Oil prices should stay strong to encourage producers to invest in capacity expansion and offset a natural decline in output from major fields, the head of the world's largest hydrocarbon producing company has said.

Khalid A Al Falih, President and CEO of the state-owned Saudi Aramco, said volatile crude prices act as a dissuading factor in capacity investments and this could create a fresh oil supply crisis in the future.

Addressing a recent energy conference in Cancun, Mexico, Al Falih said uncertainties in the industry due to unpredictable prices and inaccurate forecasts on demand could have disruptive effects on the flow of capital for new capacity and this could hamper supply and cause price spikes.

"Perhaps the greatest source of uncertainty in energy markets is price volatility," Al Falih said, referring to sharp price fluctuations over the past 20 months.

From a peak of $150 a barrel in mid 2008, crude prices crashed to only around $35 a few months later because of the global fiscal distress before rebounding to nearly $80 over the past few weeks, he said. "These gyrations pushed many investors to the sidelines. Reasonably stable and predictable prices are critical drivers for investments," he added.

"Prices should be adequate to encourage investments to expand supplies as well as offset the significant declines from ongoing production from both conventional and unconventional energy sources," said Al Falih.

Other investment barriers cited by Al Falih in the oil and gas sector are rising development costs, long cycle times for petroleum projects and the uncertainty of long-term projections for oil demand. "During these long development times, a host of key economic factors can change, impacting a project's profitability or even its viability," he said.

In recent remarks, a senior Arab oil official said regional hydrocarbon producers need to be reassured by major consumers over oil demand growth so they can push ahead with investment in capacity development. "The GCC countries recognise the importance of their role in ensuring sufficient hydrocarbon supplies to the world and meeting the expected increase in demand following the global economic crisis," said Abbas Naqi, Secretary General of the Organisation of Arab Petroleum Exporting Countries (Oapec).

"They are ready to press ahead with investments in all parts of the hydrocarbon industry… But to continue with these investments requires stability in the oil market and guarantees for demand. Unfortunately, such projects and investments are obstructed by the policies of major hydrocarbon consumers and their measures to lessen reliance on oil and find alternative energy sources," said Naqi.

His figures also showed the six-nation Gulf Co-operation Council (GCC) pumped around 19.2 per cent of the world's total crude oil supplies and nearly 8.4 per cent of the global marketed natural gas in 2008. Their share of the oil market could have dipped slightly in 2009 because of massive supply cuts by three Gulf oil heavyweights – Saudi Arabia, the UAE and Kuwait.

Naqi said the easing of the global financial crisis and signs of a gradual recovery in the world economy means that crude demand is starting to pick up.

"This means that an increase in the world's reliance on the Gulf oil in the future is inevitable.
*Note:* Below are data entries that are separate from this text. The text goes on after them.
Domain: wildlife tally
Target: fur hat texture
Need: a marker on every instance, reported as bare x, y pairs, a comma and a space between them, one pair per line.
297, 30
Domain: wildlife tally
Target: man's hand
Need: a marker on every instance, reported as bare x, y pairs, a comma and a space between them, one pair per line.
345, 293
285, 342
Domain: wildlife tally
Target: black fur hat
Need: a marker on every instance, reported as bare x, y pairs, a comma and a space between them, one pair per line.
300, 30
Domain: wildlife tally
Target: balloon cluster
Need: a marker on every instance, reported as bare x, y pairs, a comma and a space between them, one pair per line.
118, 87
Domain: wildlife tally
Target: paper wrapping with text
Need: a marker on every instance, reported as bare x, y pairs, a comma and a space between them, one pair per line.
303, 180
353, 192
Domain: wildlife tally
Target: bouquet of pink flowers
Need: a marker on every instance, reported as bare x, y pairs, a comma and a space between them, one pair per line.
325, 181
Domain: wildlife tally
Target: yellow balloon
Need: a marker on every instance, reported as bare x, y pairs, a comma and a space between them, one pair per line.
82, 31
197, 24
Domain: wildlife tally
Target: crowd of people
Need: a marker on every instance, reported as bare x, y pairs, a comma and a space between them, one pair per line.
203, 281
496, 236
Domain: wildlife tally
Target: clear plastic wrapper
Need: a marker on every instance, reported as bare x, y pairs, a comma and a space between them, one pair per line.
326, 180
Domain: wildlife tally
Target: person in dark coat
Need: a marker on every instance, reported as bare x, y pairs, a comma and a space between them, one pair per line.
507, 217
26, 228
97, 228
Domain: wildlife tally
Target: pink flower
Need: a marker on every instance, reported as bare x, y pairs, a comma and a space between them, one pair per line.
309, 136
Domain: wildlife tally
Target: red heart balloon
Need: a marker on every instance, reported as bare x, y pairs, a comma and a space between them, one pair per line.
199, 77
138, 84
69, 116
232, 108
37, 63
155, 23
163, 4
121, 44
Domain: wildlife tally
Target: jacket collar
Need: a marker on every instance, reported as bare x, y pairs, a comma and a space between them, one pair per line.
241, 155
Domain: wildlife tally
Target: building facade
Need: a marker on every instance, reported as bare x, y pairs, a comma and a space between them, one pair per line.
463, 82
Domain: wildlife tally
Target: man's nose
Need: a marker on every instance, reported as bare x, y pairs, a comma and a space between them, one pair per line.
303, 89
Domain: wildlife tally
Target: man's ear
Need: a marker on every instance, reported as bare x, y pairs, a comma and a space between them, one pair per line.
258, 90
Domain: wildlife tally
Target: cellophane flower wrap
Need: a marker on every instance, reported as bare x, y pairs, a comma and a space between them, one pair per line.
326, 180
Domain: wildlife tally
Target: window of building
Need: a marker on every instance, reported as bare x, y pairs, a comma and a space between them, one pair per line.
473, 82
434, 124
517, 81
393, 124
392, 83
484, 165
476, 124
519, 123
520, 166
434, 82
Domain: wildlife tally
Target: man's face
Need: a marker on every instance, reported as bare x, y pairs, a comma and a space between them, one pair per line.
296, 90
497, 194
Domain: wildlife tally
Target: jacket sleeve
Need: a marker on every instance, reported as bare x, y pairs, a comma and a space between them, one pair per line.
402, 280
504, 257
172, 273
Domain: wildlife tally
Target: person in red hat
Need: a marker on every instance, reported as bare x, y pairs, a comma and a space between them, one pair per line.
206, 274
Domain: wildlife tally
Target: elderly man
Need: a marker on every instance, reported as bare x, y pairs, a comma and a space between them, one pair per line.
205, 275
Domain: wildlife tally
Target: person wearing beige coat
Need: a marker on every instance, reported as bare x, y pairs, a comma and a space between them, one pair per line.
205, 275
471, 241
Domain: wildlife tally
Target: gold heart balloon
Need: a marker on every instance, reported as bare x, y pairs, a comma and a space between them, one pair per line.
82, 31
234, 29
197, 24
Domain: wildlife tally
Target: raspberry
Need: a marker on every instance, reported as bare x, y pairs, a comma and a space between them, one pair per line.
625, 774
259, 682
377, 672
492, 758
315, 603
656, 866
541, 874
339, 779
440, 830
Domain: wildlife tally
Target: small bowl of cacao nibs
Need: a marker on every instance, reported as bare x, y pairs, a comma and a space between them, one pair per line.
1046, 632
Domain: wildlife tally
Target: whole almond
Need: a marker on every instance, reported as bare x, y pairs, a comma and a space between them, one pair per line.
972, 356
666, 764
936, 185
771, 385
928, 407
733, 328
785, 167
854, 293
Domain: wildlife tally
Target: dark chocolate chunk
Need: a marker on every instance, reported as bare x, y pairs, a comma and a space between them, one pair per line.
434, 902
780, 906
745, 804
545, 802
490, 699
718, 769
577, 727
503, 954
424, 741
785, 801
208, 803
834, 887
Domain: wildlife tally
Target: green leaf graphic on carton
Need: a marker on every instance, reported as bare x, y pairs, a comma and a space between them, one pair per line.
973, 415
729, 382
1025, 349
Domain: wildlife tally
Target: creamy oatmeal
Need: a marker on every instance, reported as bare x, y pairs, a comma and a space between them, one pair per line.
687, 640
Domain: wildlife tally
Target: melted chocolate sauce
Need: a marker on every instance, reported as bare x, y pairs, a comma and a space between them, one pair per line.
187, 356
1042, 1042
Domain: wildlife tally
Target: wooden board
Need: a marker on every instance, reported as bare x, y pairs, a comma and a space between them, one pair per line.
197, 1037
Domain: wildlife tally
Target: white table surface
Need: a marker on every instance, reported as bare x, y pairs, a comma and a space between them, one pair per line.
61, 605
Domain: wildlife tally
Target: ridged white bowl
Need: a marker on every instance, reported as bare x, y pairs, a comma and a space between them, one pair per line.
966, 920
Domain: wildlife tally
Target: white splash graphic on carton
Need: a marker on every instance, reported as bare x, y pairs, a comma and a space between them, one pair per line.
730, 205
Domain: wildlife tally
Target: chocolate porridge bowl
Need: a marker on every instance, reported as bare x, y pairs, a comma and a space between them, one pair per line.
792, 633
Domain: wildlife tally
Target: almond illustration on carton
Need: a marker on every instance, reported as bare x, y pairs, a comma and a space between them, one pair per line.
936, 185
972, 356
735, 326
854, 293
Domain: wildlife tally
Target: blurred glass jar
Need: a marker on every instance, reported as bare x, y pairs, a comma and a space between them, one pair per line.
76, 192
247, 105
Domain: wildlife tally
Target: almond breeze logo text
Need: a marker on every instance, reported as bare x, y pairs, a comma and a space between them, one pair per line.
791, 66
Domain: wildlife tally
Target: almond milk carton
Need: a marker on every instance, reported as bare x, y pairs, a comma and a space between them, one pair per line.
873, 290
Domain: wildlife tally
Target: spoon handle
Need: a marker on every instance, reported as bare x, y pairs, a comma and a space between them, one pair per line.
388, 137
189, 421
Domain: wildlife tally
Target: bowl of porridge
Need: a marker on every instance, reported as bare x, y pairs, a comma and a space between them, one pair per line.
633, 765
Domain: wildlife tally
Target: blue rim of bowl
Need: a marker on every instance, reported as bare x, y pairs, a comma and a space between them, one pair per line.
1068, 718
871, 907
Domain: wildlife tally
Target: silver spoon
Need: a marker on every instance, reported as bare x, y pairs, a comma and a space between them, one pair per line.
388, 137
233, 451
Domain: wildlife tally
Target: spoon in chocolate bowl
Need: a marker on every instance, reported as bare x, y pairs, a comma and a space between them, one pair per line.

This in turn places additional responsibility on the GCC countries to pursue their capacity expansion plans and development of their hydrocarbon sector, including production, exploration, refining, gas liquefaction and petrochemicals.

"This of course will require massive investments."

According to the Kuwaiti-based Oapec, which groups 10 Arab oil producers, the total energy investments in the Middle East and North African during 2010-2014 is estimated at around $385 billion (Dh1.4 trillion).